La credibilidad de Bárcenas bajo sospecha

La defensa no ha escatimado críticas hacia la figura de Luis Bárcenas, a quien sitúan como el principal motor de una campaña de desprestigio basada en supuestas pruebas que nunca terminan de materializarse. Se argumenta que muchas de las filtraciones que alimentaron el caso en sus inicios fueron orquestadas por el propio extesorero en su particular conflicto con el Ejecutivo de aquella época.

En este sentido, se rechaza la acusación de malversación de caudales públicos o robo, sugiriendo que la documentación que supuestamente desapareció de manos de Bárcenas fue, en realidad, gestionada y difundida por él mismo según su conveniencia procesal. La estrategia de defensa busca así transformar una acusación de espionaje político en una reivindicación de las operaciones de Estado frente a figuras que desafiaban la legalidad financiera.

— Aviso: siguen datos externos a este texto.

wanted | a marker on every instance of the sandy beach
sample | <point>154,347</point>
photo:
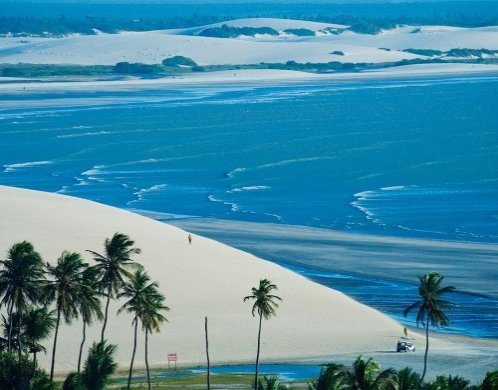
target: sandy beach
<point>204,278</point>
<point>209,277</point>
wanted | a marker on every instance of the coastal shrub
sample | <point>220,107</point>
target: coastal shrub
<point>17,373</point>
<point>42,70</point>
<point>333,30</point>
<point>490,382</point>
<point>135,68</point>
<point>179,61</point>
<point>226,31</point>
<point>424,52</point>
<point>470,52</point>
<point>300,32</point>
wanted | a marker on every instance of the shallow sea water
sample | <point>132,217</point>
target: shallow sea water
<point>413,158</point>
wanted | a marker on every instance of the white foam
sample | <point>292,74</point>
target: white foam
<point>28,164</point>
<point>248,188</point>
<point>87,134</point>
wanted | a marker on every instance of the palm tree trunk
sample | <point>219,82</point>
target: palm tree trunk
<point>18,333</point>
<point>207,353</point>
<point>106,313</point>
<point>81,345</point>
<point>257,354</point>
<point>133,353</point>
<point>426,348</point>
<point>147,358</point>
<point>55,343</point>
<point>34,365</point>
<point>11,308</point>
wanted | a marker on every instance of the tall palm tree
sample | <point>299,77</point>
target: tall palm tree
<point>66,289</point>
<point>431,308</point>
<point>366,375</point>
<point>152,319</point>
<point>37,323</point>
<point>138,291</point>
<point>99,365</point>
<point>89,305</point>
<point>114,266</point>
<point>265,305</point>
<point>21,282</point>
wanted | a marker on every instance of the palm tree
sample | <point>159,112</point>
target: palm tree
<point>89,303</point>
<point>265,305</point>
<point>65,289</point>
<point>366,375</point>
<point>152,320</point>
<point>332,377</point>
<point>431,308</point>
<point>138,290</point>
<point>21,282</point>
<point>114,267</point>
<point>36,325</point>
<point>98,367</point>
<point>269,383</point>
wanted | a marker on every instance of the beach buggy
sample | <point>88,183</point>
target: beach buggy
<point>405,346</point>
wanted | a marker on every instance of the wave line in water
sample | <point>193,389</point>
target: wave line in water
<point>28,164</point>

Hacia la resolución de la pieza Kitchen

El juicio entra ahora en una fase determinante donde las versiones de los diferentes acusados, incluidos Jorge Fernández Díaz y los altos mandos policiales, deberán ser contrastadas por el tribunal. Mientras las acusaciones ven una estructura paralela para proteger intereses partidistas, la defensa de Martínez se mantiene firme en que cumplir con el deber de investigar un patrimonio sospechoso no puede ser constitutivo de delito, independientemente de a quién afectaran las pesquisas.

Con la petición de libre absolución sobre la mesa, el proceso continuará analizando los testimonios restantes, en un caso que sigue representando uno de los mayores retos para la arquitectura institucional de la seguridad del Estado en la última década.